The new National Petroleum Company (NPC) to be established under the Petroleum Industry Governance Bill (PIGB) will retain some of the revenues earned from crude oil and gas sales, TheCable Petrobarometer can report.
Under the current system, all revenues earned by the Nigerian National Petroleum Corporation (NNPC) are expected to be swept into the federation account, from where they are shared by the three tiers of government through the Federation Account Allocation Committee (FAAC).
The NPC will be the successor company to the NNPC when the bill is signed into law by President Muhammadu Buhari.
However, according to harmonised version of the PIGB seen by TheCable Petrobarometer, the NPC will be entitled to “retain its revenue from its operations and shall be entitled to defray from such revenue all its expenses including its cash call obligations in respect of joint venture assets and its petroleum operations and its obligations to lenders and financiers”.
The proposed company is envisaged to be a profit-making, commercial enterprise, able to source for the funding of its operations from local and foreign credit agencies.
The NPC, on its take-off, will have an initial shareholding of 20% by the Bureau of Public Enterprises (BPE), 40% by the Ministry of Finance Incorporated and 40% by the Ministry of Petroleum Incorporated on behalf of the federal government.
The government agencies are required to divest up to 30% of the shares within 10 years of the NPC coming into existence to the public, making it a public/private enterprise.
Oil industry officials and legal experts explained that since the NPC is expected to be self-financing — unlike the NNPC that currently depends on the government — the former is expected to utilise the money earned from its operations to run the business.
“What that means is you would be clear that NPC is a profit centre. So it runs the business, retains some of the profit it makes, so that it can invest it into other parts of the business. It doesn’t just send out all of its profits or all of its earnings into the federation account. It would retain to run the business,” Adeoye Adefulu, partner at Odunjirin & Adefulu, a commercial law firm, told TheCable Petrobarometer.
The 36 states of the federation are regularly at loggerheads with the NNPC over the persistent shortfall in oil revenues deposited into the federation account by the corporation, whenever they hold the monthly FAAC to distribute revenues.

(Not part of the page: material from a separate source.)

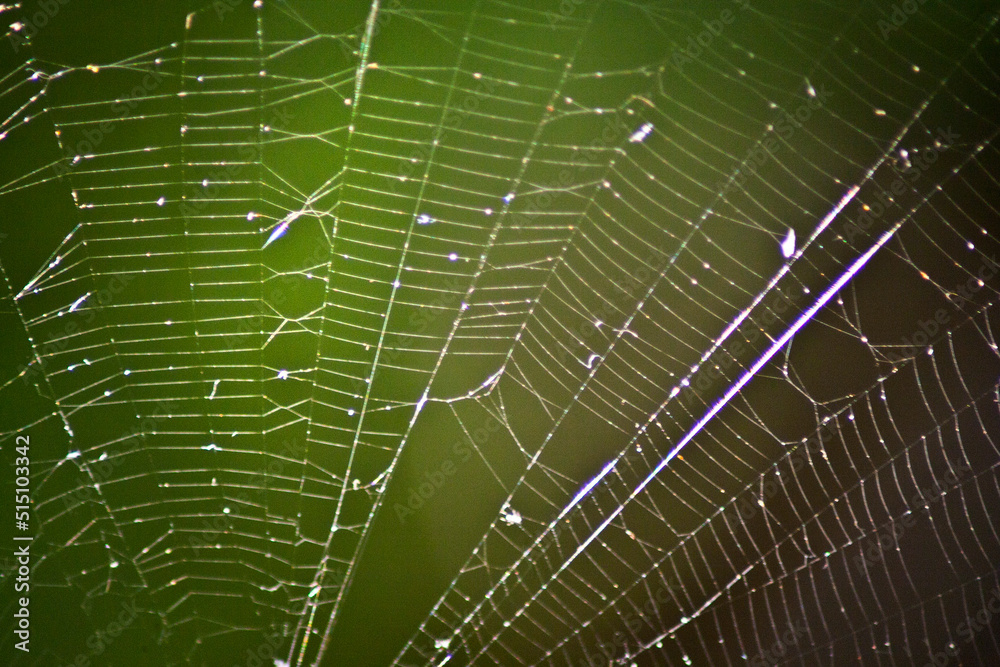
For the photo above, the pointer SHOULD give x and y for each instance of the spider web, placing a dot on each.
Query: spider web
(507, 333)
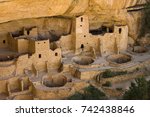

NNPC, on the other hand, had linked the shortfall to the need to meet its operations costs, especially fuel importation.
Data released on Monday by the NNPC showed that it made N367.7 billion in January this year alone, incurring N317.6 billion expenses or a surplus of N50.096 billion.
The new NPC will, however, be expected to deposit into the federation account, dividends accrued in respect of the shares held on behalf of the federal government.
This will be similar to what is currently obtainable in the Nigeria LNG Ltd., where dividend accruing to the government from its 49% equity in the Bonny LNG plant is deposited into the federal account.